Полагая, что вопрос его относится до цензуры, отвечаю, что не предвижу никакого, со стороны ее, препятствия. Между тем замечаю, что при этих словах моих лицо его вдруг вспыхнуло и озарилось краскою, обычною в нем приметою какого-нибудь смущения или внутреннего сознания в неловкости положения своего. Впрочем, и тут я, так сказать, пропустил или проглядел краску его: не дал себе в ней отчета. Тем дело кончилось. Уже после смерти Пушкина как-то припомнилась мне вся эта сцена: загадка нечаянно сама разгадалась предо мною, ларчик сам раскрылся, я понял, что этот
прозаик - я, что Пушкин, легко оскорблявшийся, оскорбился некоторыми заметками в моей статье и, наконец, хотел узнать от меня, не оскорблюсь ли я сам напечатанием эпиграммы, которая сорвалась с пера его против меня. Досада его, что я, в невинности своей, не понял нападения, бросила в жар лицо его. Он не имел духа прямо объясниться со мною: на меня нашла какая-то голубиная чистота, или куриная слепота, которая не давала мне уловить и разглядеть
словеса лукавствия. Таким образом гром не грянул и облачко пронеслось мимо нас, не разразившись над нами. Когда я одумался и прозрел, было поздно. Бедного Пушкина уже не было налицо
2. Пушкин был вообще простодушен, уживчив и снисходителен, даже иногда с излишеством.
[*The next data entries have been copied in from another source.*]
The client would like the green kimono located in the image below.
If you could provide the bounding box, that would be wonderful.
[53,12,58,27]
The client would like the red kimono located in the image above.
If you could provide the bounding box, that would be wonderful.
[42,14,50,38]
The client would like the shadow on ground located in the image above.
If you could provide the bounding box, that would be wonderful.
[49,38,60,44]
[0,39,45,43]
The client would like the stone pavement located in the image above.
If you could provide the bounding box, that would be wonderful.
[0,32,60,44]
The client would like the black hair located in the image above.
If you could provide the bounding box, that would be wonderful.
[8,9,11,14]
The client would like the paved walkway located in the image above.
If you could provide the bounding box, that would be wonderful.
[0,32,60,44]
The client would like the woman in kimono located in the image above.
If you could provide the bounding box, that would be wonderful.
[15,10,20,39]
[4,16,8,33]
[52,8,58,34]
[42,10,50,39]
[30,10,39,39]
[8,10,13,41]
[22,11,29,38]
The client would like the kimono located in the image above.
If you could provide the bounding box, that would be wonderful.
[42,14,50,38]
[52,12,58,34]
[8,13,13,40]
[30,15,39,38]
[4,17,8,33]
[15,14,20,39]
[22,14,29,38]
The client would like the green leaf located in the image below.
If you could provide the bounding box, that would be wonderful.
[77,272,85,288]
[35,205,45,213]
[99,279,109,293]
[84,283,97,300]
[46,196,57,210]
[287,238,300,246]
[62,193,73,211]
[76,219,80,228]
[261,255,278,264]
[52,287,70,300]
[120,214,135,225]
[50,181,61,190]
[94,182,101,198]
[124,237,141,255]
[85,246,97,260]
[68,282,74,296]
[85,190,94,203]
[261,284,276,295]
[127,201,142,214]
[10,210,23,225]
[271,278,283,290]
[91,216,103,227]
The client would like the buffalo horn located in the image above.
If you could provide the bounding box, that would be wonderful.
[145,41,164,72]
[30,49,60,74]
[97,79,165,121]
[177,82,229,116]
По характеру моему я был более туг, несговорчив, неподатлив. Это различие между нами приводило нас нередко к разногласию и к прениям, если не к спорам. Подобные прения касались скорее и более всего до литературных вопросов и литературных личностей. В этом отношении я был более Альцестом, он Филинтом ("Мизантроп" Мольера). В литературных отношениях и сношениях я не входил ни в какие уступки, ни в какие сделки: я держался того мнения, что в литературе, то есть в убеждениях, правилах литературных, добрая, то есть явная, ссора лучше худого, то есть недобросовестного, мира. Он, пока самого его не заденут, более был склонен мирволить и часто мирволил. Натура Пушкина была более открыта к сочувствиям, нежели к отвращениям. В нем было более любви, нежели негодования; более благоразумной терпимости и здравой оценки действительности и необходимости, нежели своевольного враждебного увлечения. На политическом поприще, если оно открылось бы пред ним, он, без сомнения, был бы либеральным консерватором, а не разрушающим либералом. Так называемая либеральная, молодая пора поэзии его не может служить опровержением слов моих. Во-первых, эта пора сливается с порою либерализма, который, как поветрие, охватил многих из тогдашней молодежи. Нервное, впечатлительное создание, каким обыкновенно родится поэт, еще более, еще скорее, чем другие, бывает подвержено действию поветрия. Многие из тогдашних так называемых либеральных стихов его были более отголоском того времени, нежели отголоском, исповедью внутренних чувств и убеждений его. Он часто был Эолова арфа либерализма на пиршествах молодежи и отзывался теми веяниями, теми голосами, которые налетали на него. Не менее того, он был искренен; но не был сектатором в убеждениях или предубеждениях своих, а тем более не был сектатором чужих предубеждений. Он любил чистую свободу, как любить ее должно, как не может не любить ее каждое молодое сердце, каждая благорожденная душа. Но из того не следует, чтобы каждый свободолюбивый человек был непременно и готовым революционером.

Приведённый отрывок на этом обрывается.